Su cultura de disciplina interna es crucial para asignar a los políticos identidades duales como amos del capital y servidores del partido-Estado. Esto proporciona una base sólida para la planificación pública, lo que permite que la acumulación privada coexista con las fuerzas que configuran el mercado, como las políticas crediticias y de compra. La red público-privada del PCCh también es muy adaptable, lo que permite al gobierno implementar cambios importantes en las políticas con relativa rapidez. Después de la crisis financiera de 2008, se dieron inmediatamente instrucciones de política a los miembros del partido en previsión del paquete de estímulo estatal masivo, lo que resultó en una respuesta fiscal mucho más rápida y efectiva que en los EE. UU. o la UE.
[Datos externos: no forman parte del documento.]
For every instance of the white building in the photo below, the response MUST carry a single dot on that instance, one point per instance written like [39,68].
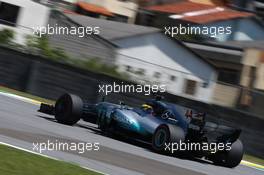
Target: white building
[22,16]
[149,56]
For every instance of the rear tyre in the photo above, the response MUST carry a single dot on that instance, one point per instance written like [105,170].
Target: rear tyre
[165,135]
[68,109]
[230,158]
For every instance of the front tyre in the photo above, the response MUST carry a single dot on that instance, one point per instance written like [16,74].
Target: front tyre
[68,109]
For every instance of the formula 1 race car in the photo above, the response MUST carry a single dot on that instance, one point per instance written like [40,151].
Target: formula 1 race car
[165,126]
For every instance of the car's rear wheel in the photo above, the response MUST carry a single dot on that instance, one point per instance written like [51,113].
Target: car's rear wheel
[230,158]
[68,109]
[165,135]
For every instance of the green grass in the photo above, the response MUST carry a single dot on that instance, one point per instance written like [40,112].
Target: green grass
[17,162]
[253,159]
[23,94]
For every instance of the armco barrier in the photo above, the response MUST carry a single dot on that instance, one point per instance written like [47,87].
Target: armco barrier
[47,79]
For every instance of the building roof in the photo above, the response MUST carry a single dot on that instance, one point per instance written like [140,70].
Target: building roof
[111,30]
[198,13]
[94,8]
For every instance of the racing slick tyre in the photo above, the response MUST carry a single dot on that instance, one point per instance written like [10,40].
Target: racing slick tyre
[231,158]
[165,135]
[68,109]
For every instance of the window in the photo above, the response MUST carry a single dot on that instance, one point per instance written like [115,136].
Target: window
[157,75]
[128,68]
[190,87]
[8,14]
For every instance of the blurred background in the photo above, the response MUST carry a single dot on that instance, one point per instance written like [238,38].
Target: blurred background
[223,74]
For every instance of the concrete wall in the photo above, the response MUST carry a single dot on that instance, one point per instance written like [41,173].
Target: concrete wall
[157,53]
[31,14]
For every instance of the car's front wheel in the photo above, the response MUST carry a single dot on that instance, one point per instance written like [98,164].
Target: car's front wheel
[68,109]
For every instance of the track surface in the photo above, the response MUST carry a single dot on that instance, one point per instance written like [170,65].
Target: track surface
[22,125]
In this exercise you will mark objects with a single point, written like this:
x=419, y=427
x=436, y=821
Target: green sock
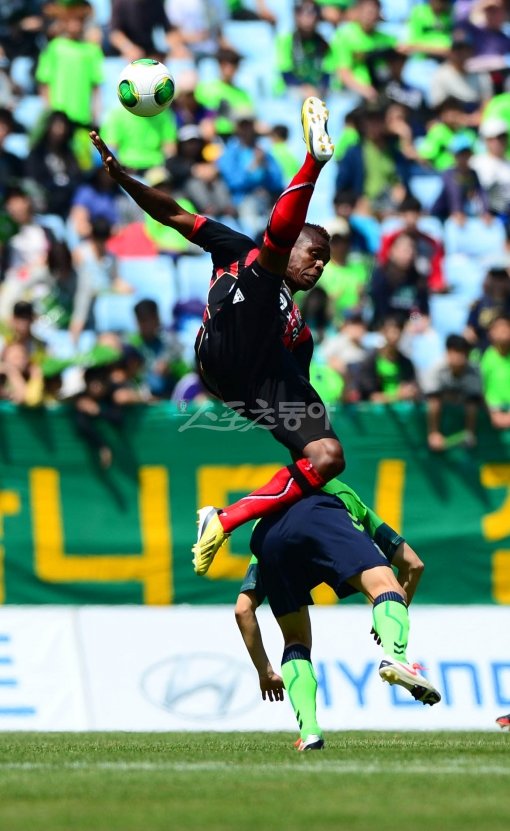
x=301, y=685
x=391, y=622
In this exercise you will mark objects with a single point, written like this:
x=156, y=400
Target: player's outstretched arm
x=157, y=204
x=409, y=569
x=271, y=685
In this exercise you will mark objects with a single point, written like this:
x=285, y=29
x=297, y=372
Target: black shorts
x=244, y=362
x=314, y=541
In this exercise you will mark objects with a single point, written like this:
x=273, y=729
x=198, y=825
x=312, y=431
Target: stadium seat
x=464, y=275
x=448, y=314
x=114, y=313
x=252, y=38
x=17, y=143
x=194, y=275
x=426, y=188
x=476, y=239
x=152, y=278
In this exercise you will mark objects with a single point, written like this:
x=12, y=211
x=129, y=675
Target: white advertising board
x=185, y=668
x=41, y=686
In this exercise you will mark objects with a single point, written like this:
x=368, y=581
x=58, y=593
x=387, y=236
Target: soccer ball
x=145, y=87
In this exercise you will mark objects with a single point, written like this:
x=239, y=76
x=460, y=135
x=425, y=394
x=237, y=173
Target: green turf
x=244, y=781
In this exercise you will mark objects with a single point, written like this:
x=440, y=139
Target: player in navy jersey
x=253, y=347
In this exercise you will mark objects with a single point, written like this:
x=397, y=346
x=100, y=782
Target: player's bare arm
x=271, y=684
x=159, y=205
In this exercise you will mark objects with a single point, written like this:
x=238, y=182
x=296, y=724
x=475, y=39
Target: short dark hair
x=23, y=310
x=146, y=308
x=280, y=131
x=458, y=343
x=410, y=203
x=311, y=226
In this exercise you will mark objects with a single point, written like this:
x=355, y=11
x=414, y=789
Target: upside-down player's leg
x=321, y=454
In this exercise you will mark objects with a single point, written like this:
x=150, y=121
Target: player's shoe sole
x=408, y=676
x=504, y=722
x=312, y=742
x=211, y=536
x=314, y=118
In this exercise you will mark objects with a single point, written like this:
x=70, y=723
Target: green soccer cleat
x=311, y=742
x=211, y=537
x=314, y=118
x=407, y=676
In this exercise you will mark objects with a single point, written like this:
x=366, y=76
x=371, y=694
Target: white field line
x=304, y=765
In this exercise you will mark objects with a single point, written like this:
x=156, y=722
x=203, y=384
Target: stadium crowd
x=99, y=304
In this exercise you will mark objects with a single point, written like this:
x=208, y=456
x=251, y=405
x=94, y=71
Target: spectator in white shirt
x=492, y=166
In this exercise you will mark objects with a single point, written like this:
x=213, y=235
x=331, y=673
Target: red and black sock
x=286, y=487
x=289, y=214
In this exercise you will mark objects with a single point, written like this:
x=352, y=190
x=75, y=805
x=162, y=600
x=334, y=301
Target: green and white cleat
x=211, y=536
x=314, y=118
x=407, y=676
x=311, y=742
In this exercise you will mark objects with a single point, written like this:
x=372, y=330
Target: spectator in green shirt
x=301, y=55
x=140, y=143
x=495, y=368
x=222, y=96
x=70, y=70
x=430, y=28
x=355, y=47
x=435, y=147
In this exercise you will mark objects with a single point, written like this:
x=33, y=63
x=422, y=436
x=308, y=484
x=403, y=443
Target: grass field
x=244, y=781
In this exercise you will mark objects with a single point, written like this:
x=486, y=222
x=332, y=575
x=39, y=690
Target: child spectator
x=302, y=54
x=430, y=28
x=222, y=96
x=281, y=152
x=493, y=303
x=453, y=381
x=435, y=148
x=70, y=68
x=429, y=251
x=462, y=194
x=25, y=258
x=375, y=167
x=452, y=78
x=387, y=375
x=356, y=48
x=398, y=287
x=495, y=368
x=493, y=168
x=345, y=276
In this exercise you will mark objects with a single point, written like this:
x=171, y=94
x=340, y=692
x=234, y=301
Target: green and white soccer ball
x=145, y=87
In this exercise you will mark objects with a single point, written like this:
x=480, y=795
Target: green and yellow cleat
x=409, y=677
x=211, y=537
x=314, y=118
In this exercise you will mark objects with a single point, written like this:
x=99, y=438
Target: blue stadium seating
x=464, y=275
x=194, y=275
x=476, y=239
x=152, y=278
x=448, y=314
x=114, y=313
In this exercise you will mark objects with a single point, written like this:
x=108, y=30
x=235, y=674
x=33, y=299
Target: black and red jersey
x=231, y=252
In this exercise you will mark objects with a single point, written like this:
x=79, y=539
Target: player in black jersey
x=253, y=347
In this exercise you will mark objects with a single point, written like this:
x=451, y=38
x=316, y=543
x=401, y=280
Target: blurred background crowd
x=99, y=304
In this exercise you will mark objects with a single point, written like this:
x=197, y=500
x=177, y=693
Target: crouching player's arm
x=271, y=684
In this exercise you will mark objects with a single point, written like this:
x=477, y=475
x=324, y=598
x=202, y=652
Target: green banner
x=74, y=533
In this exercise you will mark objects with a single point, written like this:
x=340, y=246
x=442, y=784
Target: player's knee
x=328, y=458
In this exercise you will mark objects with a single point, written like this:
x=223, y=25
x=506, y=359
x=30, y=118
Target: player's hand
x=271, y=687
x=110, y=163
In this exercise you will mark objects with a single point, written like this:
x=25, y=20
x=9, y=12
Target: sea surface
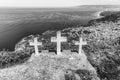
x=16, y=23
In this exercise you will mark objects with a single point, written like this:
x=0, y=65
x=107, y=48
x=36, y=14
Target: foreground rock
x=50, y=67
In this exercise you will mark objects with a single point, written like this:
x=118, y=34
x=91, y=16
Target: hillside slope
x=50, y=67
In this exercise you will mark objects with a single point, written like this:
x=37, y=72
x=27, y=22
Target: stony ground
x=51, y=67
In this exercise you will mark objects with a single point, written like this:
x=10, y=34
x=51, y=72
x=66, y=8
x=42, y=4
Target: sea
x=17, y=23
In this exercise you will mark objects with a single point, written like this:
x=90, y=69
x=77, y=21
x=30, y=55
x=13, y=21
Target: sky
x=55, y=3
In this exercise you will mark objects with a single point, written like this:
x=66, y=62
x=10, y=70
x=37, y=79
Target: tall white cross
x=80, y=43
x=36, y=44
x=58, y=39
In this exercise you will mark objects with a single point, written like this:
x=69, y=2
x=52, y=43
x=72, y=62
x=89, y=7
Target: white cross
x=80, y=43
x=36, y=44
x=58, y=39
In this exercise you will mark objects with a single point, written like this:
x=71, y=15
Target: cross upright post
x=58, y=40
x=36, y=44
x=80, y=43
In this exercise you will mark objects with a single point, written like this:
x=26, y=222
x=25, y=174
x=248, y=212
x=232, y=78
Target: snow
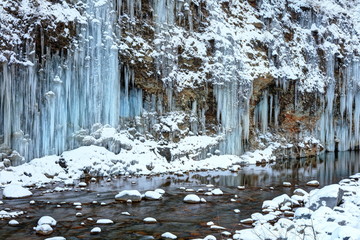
x=44, y=229
x=217, y=192
x=16, y=191
x=47, y=220
x=168, y=235
x=104, y=221
x=132, y=195
x=150, y=220
x=152, y=195
x=338, y=221
x=95, y=230
x=192, y=198
x=13, y=223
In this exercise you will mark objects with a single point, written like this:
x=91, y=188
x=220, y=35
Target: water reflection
x=327, y=168
x=186, y=221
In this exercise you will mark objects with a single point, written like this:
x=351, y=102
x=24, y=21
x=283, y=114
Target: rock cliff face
x=248, y=73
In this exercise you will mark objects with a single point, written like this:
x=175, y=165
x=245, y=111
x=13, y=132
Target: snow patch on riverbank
x=138, y=157
x=336, y=217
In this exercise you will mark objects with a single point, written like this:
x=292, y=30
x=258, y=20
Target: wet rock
x=133, y=195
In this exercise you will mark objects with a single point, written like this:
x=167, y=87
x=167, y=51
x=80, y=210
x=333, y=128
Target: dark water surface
x=187, y=221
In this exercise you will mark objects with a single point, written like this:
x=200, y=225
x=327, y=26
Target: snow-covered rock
x=47, y=220
x=150, y=220
x=95, y=230
x=192, y=198
x=44, y=229
x=16, y=191
x=329, y=196
x=313, y=183
x=152, y=195
x=133, y=195
x=217, y=192
x=168, y=235
x=104, y=221
x=55, y=238
x=13, y=222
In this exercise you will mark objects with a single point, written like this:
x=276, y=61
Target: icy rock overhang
x=233, y=69
x=28, y=23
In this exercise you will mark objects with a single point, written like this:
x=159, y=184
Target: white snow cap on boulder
x=47, y=220
x=133, y=195
x=16, y=191
x=192, y=198
x=152, y=195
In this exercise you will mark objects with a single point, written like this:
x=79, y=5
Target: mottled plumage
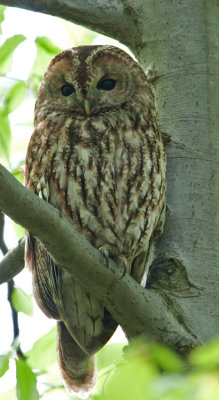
x=96, y=154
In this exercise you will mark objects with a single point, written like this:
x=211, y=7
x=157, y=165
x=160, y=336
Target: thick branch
x=137, y=310
x=115, y=18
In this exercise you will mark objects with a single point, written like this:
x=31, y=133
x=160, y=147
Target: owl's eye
x=67, y=89
x=106, y=84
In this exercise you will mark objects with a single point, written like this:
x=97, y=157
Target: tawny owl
x=96, y=154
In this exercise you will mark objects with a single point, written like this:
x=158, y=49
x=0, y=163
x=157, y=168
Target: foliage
x=137, y=372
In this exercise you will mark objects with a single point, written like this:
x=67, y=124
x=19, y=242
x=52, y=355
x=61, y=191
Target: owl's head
x=92, y=80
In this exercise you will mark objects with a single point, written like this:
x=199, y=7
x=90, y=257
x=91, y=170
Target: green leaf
x=5, y=137
x=43, y=352
x=130, y=380
x=6, y=52
x=14, y=97
x=9, y=395
x=26, y=382
x=4, y=363
x=2, y=17
x=46, y=50
x=22, y=301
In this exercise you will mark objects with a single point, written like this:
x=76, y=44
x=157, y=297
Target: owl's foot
x=122, y=263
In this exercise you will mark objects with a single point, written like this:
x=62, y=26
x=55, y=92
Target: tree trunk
x=177, y=44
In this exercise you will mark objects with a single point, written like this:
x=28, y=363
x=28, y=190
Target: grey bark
x=177, y=43
x=130, y=304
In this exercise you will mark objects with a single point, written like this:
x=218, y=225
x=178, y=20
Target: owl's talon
x=123, y=272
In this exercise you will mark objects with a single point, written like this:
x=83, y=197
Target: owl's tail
x=78, y=369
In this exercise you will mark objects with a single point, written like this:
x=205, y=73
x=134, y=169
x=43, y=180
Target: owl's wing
x=84, y=324
x=142, y=262
x=78, y=370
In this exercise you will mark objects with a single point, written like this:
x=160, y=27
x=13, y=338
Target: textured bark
x=178, y=43
x=136, y=309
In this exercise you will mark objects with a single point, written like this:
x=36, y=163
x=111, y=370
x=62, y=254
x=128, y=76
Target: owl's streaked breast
x=105, y=173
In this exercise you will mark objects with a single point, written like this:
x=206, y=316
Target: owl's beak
x=87, y=106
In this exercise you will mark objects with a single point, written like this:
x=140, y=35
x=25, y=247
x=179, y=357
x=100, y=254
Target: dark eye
x=106, y=84
x=67, y=89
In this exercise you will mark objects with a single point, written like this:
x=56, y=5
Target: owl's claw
x=123, y=264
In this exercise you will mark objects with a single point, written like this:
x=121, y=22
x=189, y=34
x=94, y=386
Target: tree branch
x=12, y=263
x=114, y=18
x=137, y=310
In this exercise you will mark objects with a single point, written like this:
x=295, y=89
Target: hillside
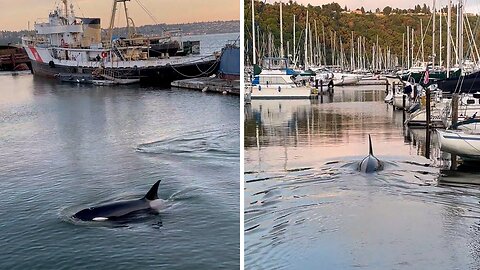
x=389, y=25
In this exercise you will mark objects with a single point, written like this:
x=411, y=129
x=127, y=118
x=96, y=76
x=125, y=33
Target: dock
x=209, y=84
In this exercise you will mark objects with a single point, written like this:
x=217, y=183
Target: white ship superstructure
x=67, y=45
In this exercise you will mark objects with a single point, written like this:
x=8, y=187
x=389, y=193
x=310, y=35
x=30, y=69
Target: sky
x=15, y=15
x=472, y=6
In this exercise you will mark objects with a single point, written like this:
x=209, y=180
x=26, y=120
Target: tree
x=387, y=10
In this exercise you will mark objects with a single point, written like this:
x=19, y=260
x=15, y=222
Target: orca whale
x=117, y=210
x=370, y=163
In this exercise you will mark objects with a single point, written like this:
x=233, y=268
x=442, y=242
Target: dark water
x=66, y=147
x=306, y=206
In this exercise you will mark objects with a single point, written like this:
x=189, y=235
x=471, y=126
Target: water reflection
x=306, y=206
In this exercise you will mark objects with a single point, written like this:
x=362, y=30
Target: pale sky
x=472, y=5
x=15, y=14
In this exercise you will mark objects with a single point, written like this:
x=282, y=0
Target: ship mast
x=112, y=19
x=65, y=3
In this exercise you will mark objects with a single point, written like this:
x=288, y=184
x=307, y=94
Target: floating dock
x=209, y=84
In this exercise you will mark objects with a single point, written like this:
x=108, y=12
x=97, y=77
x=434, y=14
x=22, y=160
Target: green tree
x=387, y=10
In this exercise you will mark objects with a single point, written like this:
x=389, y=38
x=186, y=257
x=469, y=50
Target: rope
x=147, y=11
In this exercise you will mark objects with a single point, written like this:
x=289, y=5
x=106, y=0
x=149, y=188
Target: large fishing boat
x=67, y=46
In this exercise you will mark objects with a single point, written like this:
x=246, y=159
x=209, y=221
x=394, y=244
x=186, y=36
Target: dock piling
x=453, y=158
x=428, y=120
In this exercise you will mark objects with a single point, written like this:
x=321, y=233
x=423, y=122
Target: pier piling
x=454, y=121
x=428, y=120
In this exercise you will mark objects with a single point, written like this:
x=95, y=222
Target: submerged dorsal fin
x=370, y=145
x=152, y=193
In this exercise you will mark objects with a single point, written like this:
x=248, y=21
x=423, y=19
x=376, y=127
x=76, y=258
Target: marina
x=307, y=206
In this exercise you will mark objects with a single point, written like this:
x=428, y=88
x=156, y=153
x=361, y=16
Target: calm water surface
x=306, y=206
x=66, y=147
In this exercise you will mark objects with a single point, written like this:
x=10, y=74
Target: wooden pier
x=209, y=84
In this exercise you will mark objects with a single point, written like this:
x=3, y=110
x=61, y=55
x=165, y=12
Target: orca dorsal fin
x=152, y=194
x=370, y=145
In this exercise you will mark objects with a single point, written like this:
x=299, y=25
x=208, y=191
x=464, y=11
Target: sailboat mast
x=408, y=47
x=433, y=34
x=352, y=54
x=440, y=38
x=460, y=34
x=253, y=34
x=305, y=63
x=281, y=31
x=449, y=23
x=294, y=43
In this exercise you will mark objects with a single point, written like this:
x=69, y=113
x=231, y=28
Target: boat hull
x=464, y=84
x=280, y=93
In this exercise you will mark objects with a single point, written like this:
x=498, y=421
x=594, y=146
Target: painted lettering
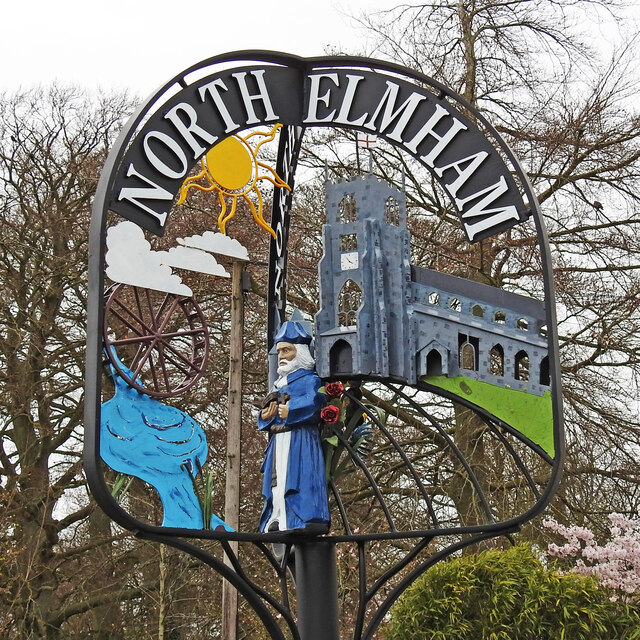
x=212, y=89
x=152, y=192
x=428, y=129
x=191, y=129
x=173, y=146
x=405, y=112
x=464, y=173
x=315, y=99
x=347, y=102
x=261, y=96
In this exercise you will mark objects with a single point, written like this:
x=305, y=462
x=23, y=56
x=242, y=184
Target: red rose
x=330, y=413
x=334, y=389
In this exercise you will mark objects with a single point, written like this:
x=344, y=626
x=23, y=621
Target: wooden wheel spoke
x=127, y=341
x=166, y=339
x=143, y=329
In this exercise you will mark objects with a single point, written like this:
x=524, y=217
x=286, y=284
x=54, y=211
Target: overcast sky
x=139, y=44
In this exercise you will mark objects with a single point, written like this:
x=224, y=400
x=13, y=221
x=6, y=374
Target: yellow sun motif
x=231, y=168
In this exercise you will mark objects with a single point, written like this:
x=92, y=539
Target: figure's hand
x=269, y=412
x=283, y=409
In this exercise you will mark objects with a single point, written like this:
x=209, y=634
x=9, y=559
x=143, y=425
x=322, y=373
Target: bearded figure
x=294, y=485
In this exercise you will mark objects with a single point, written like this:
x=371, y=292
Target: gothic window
x=434, y=363
x=496, y=360
x=341, y=358
x=468, y=352
x=349, y=301
x=347, y=209
x=392, y=211
x=349, y=242
x=522, y=366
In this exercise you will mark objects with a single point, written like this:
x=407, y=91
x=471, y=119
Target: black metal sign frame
x=229, y=93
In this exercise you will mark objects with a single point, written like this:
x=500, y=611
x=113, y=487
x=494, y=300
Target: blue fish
x=159, y=444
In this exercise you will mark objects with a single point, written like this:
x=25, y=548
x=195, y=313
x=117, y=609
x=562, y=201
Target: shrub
x=508, y=595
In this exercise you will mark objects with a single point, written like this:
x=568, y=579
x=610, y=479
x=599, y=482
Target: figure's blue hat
x=292, y=332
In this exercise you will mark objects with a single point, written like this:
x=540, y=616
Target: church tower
x=362, y=327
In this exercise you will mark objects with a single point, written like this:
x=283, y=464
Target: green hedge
x=508, y=595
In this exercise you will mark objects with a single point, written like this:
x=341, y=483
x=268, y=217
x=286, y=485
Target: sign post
x=351, y=433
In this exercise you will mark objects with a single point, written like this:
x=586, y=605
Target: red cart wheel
x=161, y=338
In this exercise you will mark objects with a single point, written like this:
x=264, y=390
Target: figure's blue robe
x=306, y=487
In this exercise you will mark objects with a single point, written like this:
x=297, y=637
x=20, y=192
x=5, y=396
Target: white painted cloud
x=193, y=260
x=216, y=243
x=131, y=261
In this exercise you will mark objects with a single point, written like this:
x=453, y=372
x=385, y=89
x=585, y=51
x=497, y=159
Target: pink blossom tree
x=615, y=564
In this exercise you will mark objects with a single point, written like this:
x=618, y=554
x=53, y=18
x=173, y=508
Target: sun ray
x=232, y=168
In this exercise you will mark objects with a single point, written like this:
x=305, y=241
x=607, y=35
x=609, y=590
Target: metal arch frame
x=97, y=237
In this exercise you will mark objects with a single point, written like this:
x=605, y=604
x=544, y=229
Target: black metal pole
x=317, y=590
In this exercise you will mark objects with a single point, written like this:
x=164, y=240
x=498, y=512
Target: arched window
x=468, y=352
x=434, y=363
x=496, y=360
x=347, y=209
x=392, y=211
x=349, y=301
x=477, y=311
x=522, y=366
x=341, y=358
x=545, y=377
En las sociedades gobernadas por la democracia liberal, por el contrario, la disciplina efectiva sobre las corporaciones solo puede provenir de la presión popular externa y no de los grupos de presión empresariales. Así, para las organizaciones populares y los partidos de izquierda, el giro neoindustrial es una buena noticia sólo en la medida en que da un nuevo impulso a viejas preocupaciones: ¿quién decide adónde va el dinero? ¿Cuáles son tus metas? ¿Cómo se usa? – si se utiliza o no de forma indebida. Quizás, al ayudarnos a formular tales preguntas, el neoindustrialismo termina por exponer al sol la inadecuación de sus propias respuestas.
*Cedric Durand es profesor en la Universidad de Sorbonne Paris-North. Autor, entre otros libros, de Techno-Féodalisme: Critique de l'économie numérique (Descubrimiento).
Traducción: Eleutério FS Prado.
Publicado originalmente en el blog de la revista. Nueva revisión a la izquierda.